Premièrement, la construction du récit est plutôt étrange. C'est faussement alambiqué détruisant ainsi la moindre tension dramatique. Les facilités sont nombreuses. La découverte de l'arc légendaire m'a laissé sur le cul... Les incohérences sont légions. Le comportement de Zeus ( Luke Evans) est incompréhensible ( " Je laisse le libre-arbitre aux hommes mais comme c'est le bordel, je vais quand même faire le ménage et seulement à la fin. J'aurais pu éviter tout ça mais non."). Thésée qui se met soudainement à croire aux dieux... Stupéfiant. Et les défauts ne s'arrêtent pas là.
L'idéologie est lourdingue de chez lourdingue. Le scénario martèle sans cesse tout le long des deux heures qu'il faut croire en Dieu, qu'il faut avoir la foi sinon il va vous arriver des malheurs...
La simplicité est d'ordre pour le genre de la mythologie grecque où l'allégorie parle d'elle-même mais les scénaristes, les frères Parlapanides, ne l'ont pas compris.
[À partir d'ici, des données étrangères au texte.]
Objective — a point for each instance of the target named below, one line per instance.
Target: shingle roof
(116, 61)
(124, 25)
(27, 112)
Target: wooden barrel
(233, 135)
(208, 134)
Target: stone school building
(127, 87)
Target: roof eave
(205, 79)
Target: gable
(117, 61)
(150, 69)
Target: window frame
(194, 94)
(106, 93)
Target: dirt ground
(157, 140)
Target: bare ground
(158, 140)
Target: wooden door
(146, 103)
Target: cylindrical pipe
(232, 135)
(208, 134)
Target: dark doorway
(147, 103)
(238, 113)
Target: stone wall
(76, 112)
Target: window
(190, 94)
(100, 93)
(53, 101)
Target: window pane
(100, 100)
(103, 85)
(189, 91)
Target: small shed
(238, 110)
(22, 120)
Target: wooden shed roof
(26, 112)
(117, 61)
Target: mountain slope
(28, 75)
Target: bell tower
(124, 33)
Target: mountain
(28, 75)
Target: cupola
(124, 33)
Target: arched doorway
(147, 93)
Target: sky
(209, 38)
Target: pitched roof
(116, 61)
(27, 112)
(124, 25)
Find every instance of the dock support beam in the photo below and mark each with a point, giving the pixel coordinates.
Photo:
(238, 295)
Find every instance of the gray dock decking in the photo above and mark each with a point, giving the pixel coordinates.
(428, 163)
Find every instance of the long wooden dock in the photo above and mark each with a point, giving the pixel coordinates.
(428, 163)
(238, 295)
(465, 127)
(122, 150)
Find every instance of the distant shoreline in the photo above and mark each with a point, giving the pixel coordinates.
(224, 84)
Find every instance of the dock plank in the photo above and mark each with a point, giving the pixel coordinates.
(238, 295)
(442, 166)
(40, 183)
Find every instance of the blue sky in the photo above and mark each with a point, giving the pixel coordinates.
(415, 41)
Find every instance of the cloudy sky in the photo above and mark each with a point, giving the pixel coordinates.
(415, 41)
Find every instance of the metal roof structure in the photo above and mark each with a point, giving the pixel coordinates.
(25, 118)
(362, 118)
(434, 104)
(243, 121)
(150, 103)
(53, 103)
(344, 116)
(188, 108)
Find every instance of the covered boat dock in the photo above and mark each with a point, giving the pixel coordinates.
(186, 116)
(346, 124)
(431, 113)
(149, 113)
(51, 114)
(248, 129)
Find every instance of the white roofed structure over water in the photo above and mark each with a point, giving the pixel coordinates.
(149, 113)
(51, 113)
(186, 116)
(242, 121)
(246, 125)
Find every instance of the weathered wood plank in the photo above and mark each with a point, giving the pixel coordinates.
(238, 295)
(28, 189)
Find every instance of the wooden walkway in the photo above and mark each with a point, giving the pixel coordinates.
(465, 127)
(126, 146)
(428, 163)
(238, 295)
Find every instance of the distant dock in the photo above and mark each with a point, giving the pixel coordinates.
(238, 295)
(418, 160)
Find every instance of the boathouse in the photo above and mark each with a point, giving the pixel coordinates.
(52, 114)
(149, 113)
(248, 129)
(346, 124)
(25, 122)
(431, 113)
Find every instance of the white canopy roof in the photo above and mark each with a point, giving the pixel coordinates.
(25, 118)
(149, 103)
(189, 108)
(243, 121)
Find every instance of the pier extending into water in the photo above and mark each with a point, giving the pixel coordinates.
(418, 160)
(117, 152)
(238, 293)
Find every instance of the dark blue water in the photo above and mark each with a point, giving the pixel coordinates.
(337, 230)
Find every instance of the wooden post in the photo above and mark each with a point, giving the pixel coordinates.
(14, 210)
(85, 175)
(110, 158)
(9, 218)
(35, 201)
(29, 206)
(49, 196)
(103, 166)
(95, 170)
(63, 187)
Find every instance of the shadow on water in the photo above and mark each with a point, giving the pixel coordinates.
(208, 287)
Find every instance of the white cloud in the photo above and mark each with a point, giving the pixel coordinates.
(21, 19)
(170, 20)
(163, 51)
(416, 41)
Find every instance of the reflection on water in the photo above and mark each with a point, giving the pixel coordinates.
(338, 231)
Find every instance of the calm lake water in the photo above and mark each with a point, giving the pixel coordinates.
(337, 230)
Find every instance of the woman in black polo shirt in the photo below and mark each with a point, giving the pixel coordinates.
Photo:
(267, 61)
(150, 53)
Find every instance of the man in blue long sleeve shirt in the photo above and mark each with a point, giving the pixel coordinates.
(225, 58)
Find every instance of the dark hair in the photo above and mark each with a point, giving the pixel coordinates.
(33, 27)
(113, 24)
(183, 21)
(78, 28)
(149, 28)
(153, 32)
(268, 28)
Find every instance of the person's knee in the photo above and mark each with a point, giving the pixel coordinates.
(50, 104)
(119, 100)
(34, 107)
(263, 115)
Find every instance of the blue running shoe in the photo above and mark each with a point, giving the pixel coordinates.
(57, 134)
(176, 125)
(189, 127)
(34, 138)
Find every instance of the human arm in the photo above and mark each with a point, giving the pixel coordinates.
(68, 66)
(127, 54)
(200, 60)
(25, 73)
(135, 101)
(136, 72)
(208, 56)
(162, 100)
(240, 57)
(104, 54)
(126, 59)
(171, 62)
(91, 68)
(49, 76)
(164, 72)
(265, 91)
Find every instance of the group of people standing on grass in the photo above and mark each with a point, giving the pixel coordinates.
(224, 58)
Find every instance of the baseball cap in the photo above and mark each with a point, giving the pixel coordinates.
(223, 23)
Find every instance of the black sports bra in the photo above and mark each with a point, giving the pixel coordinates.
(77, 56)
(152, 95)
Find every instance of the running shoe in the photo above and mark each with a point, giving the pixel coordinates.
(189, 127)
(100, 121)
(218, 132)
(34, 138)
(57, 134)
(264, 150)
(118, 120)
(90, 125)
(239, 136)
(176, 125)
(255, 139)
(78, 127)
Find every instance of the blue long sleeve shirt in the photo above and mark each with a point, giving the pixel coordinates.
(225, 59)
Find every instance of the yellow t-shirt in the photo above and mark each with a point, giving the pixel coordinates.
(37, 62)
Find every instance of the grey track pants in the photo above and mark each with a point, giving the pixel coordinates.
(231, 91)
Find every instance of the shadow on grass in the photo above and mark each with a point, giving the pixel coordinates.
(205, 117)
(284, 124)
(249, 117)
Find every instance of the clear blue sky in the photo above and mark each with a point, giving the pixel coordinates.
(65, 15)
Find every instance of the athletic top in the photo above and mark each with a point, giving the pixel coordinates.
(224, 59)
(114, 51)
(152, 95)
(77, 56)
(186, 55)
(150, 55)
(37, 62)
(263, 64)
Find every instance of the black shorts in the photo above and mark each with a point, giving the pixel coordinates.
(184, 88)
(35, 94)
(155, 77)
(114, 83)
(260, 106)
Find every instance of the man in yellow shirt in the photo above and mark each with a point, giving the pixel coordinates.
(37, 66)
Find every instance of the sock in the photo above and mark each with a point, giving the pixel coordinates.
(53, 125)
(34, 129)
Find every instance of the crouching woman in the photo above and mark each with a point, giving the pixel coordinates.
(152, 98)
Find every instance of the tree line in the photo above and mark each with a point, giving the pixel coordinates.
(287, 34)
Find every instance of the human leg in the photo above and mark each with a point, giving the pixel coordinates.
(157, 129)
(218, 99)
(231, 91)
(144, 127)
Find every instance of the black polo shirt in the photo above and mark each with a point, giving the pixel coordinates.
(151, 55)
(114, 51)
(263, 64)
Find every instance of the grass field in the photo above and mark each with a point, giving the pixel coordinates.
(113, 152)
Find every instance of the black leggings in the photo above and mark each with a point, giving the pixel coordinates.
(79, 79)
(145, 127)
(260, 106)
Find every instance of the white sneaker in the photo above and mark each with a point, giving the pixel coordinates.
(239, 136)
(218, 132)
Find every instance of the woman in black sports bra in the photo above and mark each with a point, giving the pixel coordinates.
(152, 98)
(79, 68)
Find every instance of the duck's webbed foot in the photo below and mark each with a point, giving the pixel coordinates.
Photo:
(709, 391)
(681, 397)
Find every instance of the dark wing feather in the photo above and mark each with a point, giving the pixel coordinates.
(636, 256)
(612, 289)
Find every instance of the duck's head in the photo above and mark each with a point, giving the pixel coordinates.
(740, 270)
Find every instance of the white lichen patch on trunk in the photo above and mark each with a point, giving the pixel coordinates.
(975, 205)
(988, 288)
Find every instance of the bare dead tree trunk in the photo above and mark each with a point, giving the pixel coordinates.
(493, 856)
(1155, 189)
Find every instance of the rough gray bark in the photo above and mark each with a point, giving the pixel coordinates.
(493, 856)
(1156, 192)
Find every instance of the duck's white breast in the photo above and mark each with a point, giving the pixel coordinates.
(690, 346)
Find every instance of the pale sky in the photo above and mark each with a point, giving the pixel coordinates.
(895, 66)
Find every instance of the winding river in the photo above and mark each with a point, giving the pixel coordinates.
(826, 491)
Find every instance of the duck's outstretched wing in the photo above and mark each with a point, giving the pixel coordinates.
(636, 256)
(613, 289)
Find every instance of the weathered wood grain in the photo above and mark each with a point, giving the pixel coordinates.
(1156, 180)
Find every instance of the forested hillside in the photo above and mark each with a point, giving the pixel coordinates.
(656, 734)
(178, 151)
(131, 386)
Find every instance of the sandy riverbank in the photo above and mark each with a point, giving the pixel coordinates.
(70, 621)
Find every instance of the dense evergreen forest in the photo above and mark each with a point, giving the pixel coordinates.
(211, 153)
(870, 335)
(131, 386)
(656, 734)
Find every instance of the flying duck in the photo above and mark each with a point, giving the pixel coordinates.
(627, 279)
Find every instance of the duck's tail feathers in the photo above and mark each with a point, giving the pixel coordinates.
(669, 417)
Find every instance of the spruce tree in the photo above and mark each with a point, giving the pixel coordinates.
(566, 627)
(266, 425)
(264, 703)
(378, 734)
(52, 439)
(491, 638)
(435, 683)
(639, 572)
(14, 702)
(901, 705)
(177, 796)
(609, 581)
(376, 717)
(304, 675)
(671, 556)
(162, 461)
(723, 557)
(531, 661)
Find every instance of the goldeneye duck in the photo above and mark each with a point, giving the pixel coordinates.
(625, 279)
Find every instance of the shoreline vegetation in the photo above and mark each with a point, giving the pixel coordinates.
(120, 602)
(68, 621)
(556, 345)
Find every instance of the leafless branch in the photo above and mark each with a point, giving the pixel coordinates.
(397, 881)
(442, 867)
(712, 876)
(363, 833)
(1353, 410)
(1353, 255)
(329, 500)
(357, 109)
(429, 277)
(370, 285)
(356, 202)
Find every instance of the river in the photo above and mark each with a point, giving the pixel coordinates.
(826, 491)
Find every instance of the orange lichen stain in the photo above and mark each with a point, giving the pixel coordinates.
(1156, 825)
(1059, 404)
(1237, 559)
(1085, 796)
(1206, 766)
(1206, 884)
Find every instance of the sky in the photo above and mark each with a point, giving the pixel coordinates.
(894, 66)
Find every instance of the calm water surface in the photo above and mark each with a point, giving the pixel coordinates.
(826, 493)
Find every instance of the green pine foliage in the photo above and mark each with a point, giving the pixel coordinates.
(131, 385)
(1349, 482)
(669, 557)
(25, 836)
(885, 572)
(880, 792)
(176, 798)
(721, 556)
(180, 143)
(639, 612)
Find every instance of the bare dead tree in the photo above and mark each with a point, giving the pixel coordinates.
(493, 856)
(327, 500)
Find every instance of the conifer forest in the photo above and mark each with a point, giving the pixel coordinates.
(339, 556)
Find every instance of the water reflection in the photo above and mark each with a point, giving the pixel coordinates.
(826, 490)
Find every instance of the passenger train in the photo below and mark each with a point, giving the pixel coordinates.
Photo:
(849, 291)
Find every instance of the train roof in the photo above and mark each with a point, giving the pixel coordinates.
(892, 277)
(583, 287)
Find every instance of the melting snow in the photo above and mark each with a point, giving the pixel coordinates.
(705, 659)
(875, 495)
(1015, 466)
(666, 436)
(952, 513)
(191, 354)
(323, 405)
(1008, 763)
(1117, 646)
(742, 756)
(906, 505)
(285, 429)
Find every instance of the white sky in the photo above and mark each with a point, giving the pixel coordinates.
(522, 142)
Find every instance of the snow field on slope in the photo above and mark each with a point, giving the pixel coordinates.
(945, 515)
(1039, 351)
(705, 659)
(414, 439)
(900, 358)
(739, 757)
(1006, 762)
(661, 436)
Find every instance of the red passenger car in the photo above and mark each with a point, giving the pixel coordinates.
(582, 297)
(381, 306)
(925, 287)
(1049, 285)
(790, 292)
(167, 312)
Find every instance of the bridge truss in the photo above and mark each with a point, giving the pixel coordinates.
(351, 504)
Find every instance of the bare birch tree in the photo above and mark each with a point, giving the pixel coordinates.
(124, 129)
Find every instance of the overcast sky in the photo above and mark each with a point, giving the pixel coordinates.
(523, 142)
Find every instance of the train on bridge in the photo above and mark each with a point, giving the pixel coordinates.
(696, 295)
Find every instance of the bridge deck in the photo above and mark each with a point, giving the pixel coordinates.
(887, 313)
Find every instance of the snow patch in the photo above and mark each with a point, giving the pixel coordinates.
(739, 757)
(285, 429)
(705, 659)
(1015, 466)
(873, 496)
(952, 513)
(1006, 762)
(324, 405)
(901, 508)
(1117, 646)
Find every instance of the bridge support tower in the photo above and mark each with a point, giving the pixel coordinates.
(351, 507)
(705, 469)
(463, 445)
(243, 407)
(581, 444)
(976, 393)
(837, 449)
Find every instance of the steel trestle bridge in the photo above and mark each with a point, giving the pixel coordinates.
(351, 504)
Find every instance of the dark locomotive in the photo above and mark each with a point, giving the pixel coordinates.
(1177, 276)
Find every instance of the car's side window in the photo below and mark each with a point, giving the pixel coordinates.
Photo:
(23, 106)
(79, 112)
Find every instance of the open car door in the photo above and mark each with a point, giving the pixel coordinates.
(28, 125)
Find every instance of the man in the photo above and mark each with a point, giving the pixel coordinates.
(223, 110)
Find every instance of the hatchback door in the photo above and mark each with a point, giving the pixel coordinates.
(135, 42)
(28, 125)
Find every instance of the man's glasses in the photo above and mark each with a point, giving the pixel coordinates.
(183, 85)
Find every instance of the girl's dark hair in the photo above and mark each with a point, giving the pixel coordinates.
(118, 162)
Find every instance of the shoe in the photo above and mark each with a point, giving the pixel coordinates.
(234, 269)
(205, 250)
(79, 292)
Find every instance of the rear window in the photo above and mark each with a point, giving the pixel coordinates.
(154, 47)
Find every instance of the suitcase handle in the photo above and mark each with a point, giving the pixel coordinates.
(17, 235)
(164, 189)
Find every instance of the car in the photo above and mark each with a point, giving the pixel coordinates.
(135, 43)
Un des derniers soucis est l'aspect visuel. Dans l'ensemble, c'est plutôt laid. les décors sont redondants et sans la moindre imagination. Les effets spéciaux oscillent entre l'honorable et le mauvais ( la scène de la vague...). On a la sensation que tout cette partie est bâclée.
Mais ne nous arrêtons pas en si bon chemin, les costumes sont à un niveau de kitschissime rarement égalé. On a l'impression qu'ils viennent d'un carnaval de la Gay Pride ( tout le film peut être vu sous une analyse crypto-gay) ou encore d'un dessin animé du genre Les Chevaliers du Zodiaque. C'est ridicule. les rires dans la salle me confortent dans ma vision.
Malgré tout, il y a quelques belles images à "l'effet picturale", référence à des peintures de la Renaissance, notamment "la bataille dans le ciel" à la toute fin. Personnellement, elle me fait surtout penser à la voûte de l’Église Saint-Ignace-de-Loyola de Rome.
Si vous êtes un amateur de 300 ou d'un film bourrin no-brain, passez votre chemin. Les Immortels ne vous combleront pas. Et si vous êtes un amateur de bons films, passez également votre chemin.